Option 4: Persistent secondary command buffers (SECONDARY_CMDBUF_REUSE path)¶
Impact: Eliminates vkResetCommandBuffer + vkBeginCommandBuffer per frame (already optimized by ADR-0256 submit pool). The SECONDARY_CMDBUF_REUSE strategy in dispatch_strategy.c is a stub; activating it would record dispatch commands once and re-execute them each frame via vkCmdExecuteCommands.
Mechanism: Implement the stub in dispatch_strategy.c. For static-geometry kernels (psnr, motion_v2) the push constants change per frame (width/height/bpc do not change, but num_workgroups_x could be constant), so the cmdbuf could be truly reusable. Requires VK_COMMAND_BUFFER_LEVEL_SECONDARY + inheritance info.

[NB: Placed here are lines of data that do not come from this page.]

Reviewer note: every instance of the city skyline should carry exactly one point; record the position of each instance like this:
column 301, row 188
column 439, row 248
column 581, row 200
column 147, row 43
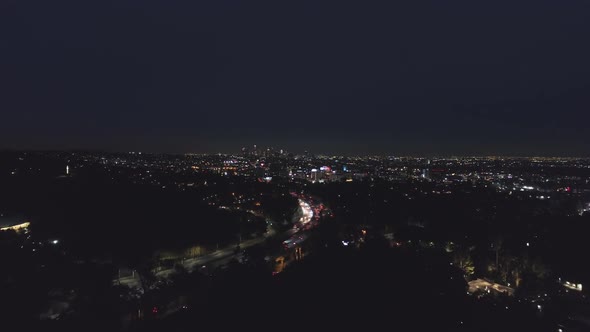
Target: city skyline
column 396, row 78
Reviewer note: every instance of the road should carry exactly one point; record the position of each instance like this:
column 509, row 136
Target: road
column 227, row 253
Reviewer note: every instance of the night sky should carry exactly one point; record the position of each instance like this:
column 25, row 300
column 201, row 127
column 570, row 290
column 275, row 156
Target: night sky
column 358, row 77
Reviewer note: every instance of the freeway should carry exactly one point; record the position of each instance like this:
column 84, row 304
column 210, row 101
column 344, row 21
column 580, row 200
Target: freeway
column 294, row 236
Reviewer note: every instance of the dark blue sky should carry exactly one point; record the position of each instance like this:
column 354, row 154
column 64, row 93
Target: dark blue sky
column 392, row 77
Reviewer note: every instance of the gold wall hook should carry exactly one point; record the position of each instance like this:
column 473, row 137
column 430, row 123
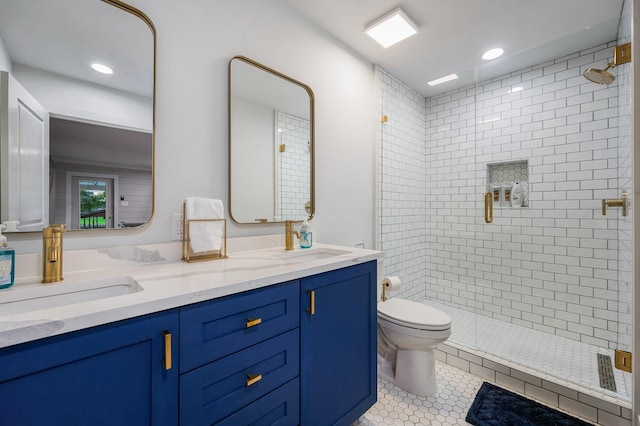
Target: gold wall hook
column 616, row 202
column 488, row 207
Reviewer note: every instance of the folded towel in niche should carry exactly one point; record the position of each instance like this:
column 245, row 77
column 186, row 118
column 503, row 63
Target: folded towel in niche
column 207, row 235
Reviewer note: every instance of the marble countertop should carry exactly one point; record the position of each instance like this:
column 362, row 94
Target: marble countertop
column 166, row 283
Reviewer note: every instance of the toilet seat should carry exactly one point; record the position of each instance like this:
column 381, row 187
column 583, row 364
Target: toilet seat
column 414, row 315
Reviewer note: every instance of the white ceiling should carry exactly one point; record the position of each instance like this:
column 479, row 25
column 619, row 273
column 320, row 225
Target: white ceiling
column 48, row 35
column 453, row 34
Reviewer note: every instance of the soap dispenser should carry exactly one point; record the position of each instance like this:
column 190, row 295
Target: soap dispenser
column 7, row 261
column 306, row 235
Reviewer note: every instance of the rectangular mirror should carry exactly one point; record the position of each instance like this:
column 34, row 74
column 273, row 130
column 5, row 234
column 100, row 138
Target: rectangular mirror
column 271, row 132
column 76, row 145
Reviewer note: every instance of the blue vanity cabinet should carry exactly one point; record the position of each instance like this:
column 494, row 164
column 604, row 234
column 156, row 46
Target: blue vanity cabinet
column 240, row 358
column 115, row 374
column 338, row 345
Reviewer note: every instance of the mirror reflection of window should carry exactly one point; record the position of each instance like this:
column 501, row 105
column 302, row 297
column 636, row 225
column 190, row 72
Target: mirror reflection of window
column 97, row 124
column 92, row 202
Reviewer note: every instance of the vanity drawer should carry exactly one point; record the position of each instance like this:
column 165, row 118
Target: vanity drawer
column 212, row 330
column 210, row 393
column 280, row 407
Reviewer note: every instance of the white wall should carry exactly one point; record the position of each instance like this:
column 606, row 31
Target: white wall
column 5, row 60
column 195, row 41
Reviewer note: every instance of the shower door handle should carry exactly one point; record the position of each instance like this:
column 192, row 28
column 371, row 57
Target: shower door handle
column 488, row 207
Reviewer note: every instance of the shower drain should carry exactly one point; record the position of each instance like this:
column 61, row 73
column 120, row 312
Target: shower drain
column 605, row 372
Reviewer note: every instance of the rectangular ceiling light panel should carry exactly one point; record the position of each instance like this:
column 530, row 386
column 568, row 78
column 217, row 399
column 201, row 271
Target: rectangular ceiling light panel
column 442, row 79
column 393, row 27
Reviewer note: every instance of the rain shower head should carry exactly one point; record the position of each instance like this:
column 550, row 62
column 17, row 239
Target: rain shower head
column 600, row 76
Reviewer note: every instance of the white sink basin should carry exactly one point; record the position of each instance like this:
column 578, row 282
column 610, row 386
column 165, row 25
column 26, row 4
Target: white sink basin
column 308, row 255
column 17, row 299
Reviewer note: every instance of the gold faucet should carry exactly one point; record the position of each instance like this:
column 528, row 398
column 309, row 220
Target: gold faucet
column 52, row 253
column 289, row 232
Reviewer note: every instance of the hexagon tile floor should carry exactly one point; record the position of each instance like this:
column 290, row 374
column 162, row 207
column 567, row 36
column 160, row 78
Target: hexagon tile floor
column 449, row 406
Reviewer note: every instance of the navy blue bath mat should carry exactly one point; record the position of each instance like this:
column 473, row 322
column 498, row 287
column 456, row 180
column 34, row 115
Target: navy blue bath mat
column 495, row 406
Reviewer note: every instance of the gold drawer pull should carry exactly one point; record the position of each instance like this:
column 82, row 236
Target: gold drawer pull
column 312, row 302
column 254, row 322
column 167, row 350
column 252, row 379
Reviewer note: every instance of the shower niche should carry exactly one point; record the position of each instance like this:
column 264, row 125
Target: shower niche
column 500, row 180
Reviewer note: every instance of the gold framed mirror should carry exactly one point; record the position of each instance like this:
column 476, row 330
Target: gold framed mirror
column 90, row 135
column 271, row 145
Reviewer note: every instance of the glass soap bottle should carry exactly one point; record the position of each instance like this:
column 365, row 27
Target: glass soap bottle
column 306, row 236
column 7, row 261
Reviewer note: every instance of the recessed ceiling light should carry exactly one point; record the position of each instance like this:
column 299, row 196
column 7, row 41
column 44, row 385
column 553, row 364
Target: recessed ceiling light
column 442, row 79
column 102, row 68
column 391, row 28
column 492, row 54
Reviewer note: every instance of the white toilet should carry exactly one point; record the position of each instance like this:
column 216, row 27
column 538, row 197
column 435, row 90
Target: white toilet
column 407, row 335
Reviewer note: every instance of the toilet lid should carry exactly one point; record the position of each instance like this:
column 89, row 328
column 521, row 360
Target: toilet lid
column 413, row 314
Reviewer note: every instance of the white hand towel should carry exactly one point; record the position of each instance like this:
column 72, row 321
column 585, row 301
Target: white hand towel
column 205, row 236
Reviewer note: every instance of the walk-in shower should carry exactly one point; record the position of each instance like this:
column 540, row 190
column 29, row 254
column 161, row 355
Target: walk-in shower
column 545, row 287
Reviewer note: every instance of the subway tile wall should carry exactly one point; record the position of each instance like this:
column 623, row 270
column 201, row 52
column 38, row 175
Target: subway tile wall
column 294, row 167
column 552, row 266
column 403, row 215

Expected gain: < 2% reduction (cmd buffer record overhead is already below noise floor per ADR-0256; this optimizes the wrong layer).
Decision Matrix¶
| Fix | Complexity | Wall-time gain | Risk | Verdict |
|---|---|---|---|---|
| Pipeline cache | Medium | 80–120 ms | Low | Recommended |
| Lazy init | Low | 0 | Med | Not useful |
| Batch submit | High | < 5% | High | Wrong bottleneck |
| Secondary cmdbuf | High | < 2% | High | Wrong bottleneck |
Recommended fix: Option 1 (pipeline cache). File as T7-18-follow-up; implement in a dedicated PR with the ADR and places=4 cross-backend gate per ADR-0214. A possible secondary deliverable is adding Vulkan timing rows to vmaf_bench so future regressions are caught automatically.
T7-18 Backlog Resolution¶
T7-18 (per-frame Vulkan dispatch overhead) as originally framed — three candidate causes: (a) too many small command buffers, (b) eager fence waits, (c) queue submission cost dominates small kernels — is not confirmed by measurement. All three per-frame mechanisms are either already optimized (ADR-0256) or below the noise floor.
The real finding is a startup overhead from uncached shader compilation, which is orthogonal to per-frame dispatch. The backlog item should be re-filed as:
T7-18-revised: "Add VkPipelineCache to eliminate per-process SPIR-V recompilation. Expected reduction: 80–120 ms startup overhead on NVIDIA dGPU. Closes original T7-18 hypothesis (per-frame overhead not confirmed; startup overhead confirmed and attributed)."